17 Responses to Told you so! Watching testing fail

  1. newtreemom says:

    Thank you for all your thinking and questions. Maybe the time is coming that we will begin to see some changes that lead away from so much emphasis on testing.

    The ACCESS test, which is new in my state this year, seems more well-designed than our former language proficiency test- but it is not appropriate for every student.

    A teacher friend and I just had a conversation recently in which we agreed that results haven’t changed that much with the emphasis on testing… but the enjoyment of our school days used to be much higher than it is now- and if the teachers feel that way, what about the students?
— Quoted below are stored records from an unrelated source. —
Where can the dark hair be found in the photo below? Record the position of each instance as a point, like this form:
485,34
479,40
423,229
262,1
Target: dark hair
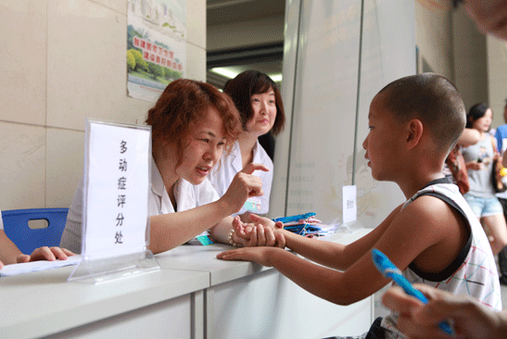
434,100
183,105
248,83
476,112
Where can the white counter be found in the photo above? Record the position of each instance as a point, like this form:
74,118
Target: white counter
194,295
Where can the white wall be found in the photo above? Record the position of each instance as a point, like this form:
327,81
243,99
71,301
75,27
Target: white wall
497,79
250,33
63,61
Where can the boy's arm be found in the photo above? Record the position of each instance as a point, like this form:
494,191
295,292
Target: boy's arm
411,233
336,255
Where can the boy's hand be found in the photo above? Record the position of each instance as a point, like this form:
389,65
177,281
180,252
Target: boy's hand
264,233
45,253
243,186
259,255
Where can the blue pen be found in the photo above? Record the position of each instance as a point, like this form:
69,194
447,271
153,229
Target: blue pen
294,217
389,270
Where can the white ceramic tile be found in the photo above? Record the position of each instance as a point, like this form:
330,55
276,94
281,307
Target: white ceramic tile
23,65
64,167
196,22
86,63
22,148
470,93
117,5
134,111
196,62
497,59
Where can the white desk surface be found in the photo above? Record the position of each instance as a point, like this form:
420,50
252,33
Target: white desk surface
40,303
203,258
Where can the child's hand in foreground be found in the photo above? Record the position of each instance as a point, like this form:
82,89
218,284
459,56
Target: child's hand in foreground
45,253
259,255
262,232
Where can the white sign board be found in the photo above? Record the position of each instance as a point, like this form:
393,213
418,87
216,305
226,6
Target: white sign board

    And I think the “money-making” question is a real concern. I often wonder why taxpayers are not protesting all the education money that goes into testing…

  2. Tara Smith says:

    “Are the right people asking the right questions or is education just another way to make money these days?”
    That’s the heart of it – and until we rise up and ask the question enough, we aren’t going to see any changes.

  3. showgem says:

    I had a professional development day today. The conversation was about the future of teaching. Many of the questions you asked were brought up in our discussions. We talked about one size fits all is not what education is all about. It’s important to keep the conversations going to create an awareness of what we do as teachers based on policy and what the affect it has on our students.

  4. Joanne Toft says:

    Nice to hear this discussion was happening in other places today besides inside my head! Thanks for sharing!

  5. Oh, such a hard day! Sorry! My essential question is: If testing is supposed to drive instruction, why does THIS testing always seem to bring the instruction to a screeching halt?
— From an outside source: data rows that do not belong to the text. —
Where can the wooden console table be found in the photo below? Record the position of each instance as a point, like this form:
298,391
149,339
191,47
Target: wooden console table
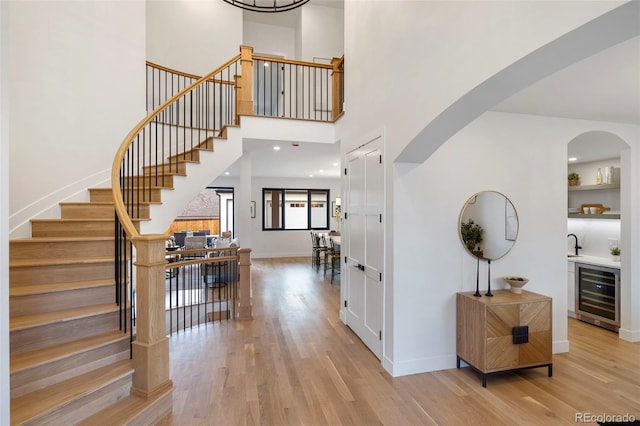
505,332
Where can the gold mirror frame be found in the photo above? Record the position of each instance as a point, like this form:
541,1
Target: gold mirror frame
496,215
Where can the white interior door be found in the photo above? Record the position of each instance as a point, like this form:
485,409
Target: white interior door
364,257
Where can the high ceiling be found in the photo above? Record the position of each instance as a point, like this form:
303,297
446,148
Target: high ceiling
603,87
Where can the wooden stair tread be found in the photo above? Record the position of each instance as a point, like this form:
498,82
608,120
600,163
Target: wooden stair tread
28,321
57,239
89,219
58,261
29,359
97,203
125,410
29,290
43,401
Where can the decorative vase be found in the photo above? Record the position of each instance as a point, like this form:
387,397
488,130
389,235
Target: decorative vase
516,284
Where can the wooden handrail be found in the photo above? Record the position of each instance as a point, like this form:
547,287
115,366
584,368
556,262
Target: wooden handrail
291,62
121,210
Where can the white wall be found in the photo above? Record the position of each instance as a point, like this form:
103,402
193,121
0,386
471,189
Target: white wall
265,244
4,214
303,34
322,32
433,53
593,236
191,35
270,39
77,88
524,157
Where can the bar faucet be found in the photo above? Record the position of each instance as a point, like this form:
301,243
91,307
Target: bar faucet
577,247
  6. Your asking all of the right questions, Joanne. I think you should be taking this post and shaping it into letters to send to our elected officials and those who are in power at the US DoE!

  7. Dana Murphy says:

    That’s a tough situation. What struck me the most in all that you wrote is that teachers are no longer treated like professionals. If state and federal officials are going to make all our decisions for us, why don’t they just hire anybody to stand in the classroom and babysit?

    Kudos for trying your best to turn this situation into a more positive experience for this student.

  8. Frustrating! I posted about the testing conundrum on Facebook just yesterday in response to the reworking of ESEA. Thanks for sharing your observations, reflections and thoughts. They matter and can make a difference! Here’s a bit of what I posted:

    We are testing our students to death, taking too much time from purposeful teaching and learning and robbing much of the joy from our classrooms. I’m glad researchers are standing up to say we lack evidence to demonstrate that test-centered reforms equalize performance. They simply do not. Currently, in Utah, we test extensively at every single grade level. These tests take hours upon hours to administer and complete and students are subjected to high levels of stress. This does not improve learning. I certainly don’t want students to walk away thinking these tests are what learning is all about! I suspect if we keep going at this rate our poorest schools and our poorest students will suffer greatly and the drop-out rate will soar. It’s a tough time to be a student. It’s a tough time to be a teacher. We need change!

  9. Also, you might tweet your post with the hashtag #timetolearn 🙂

  10. Ramona says:

    So much of what we are asked to do in regards to testing seems an exercise in futility and a waste of precious learning time. So glad you shared your thinking with us today.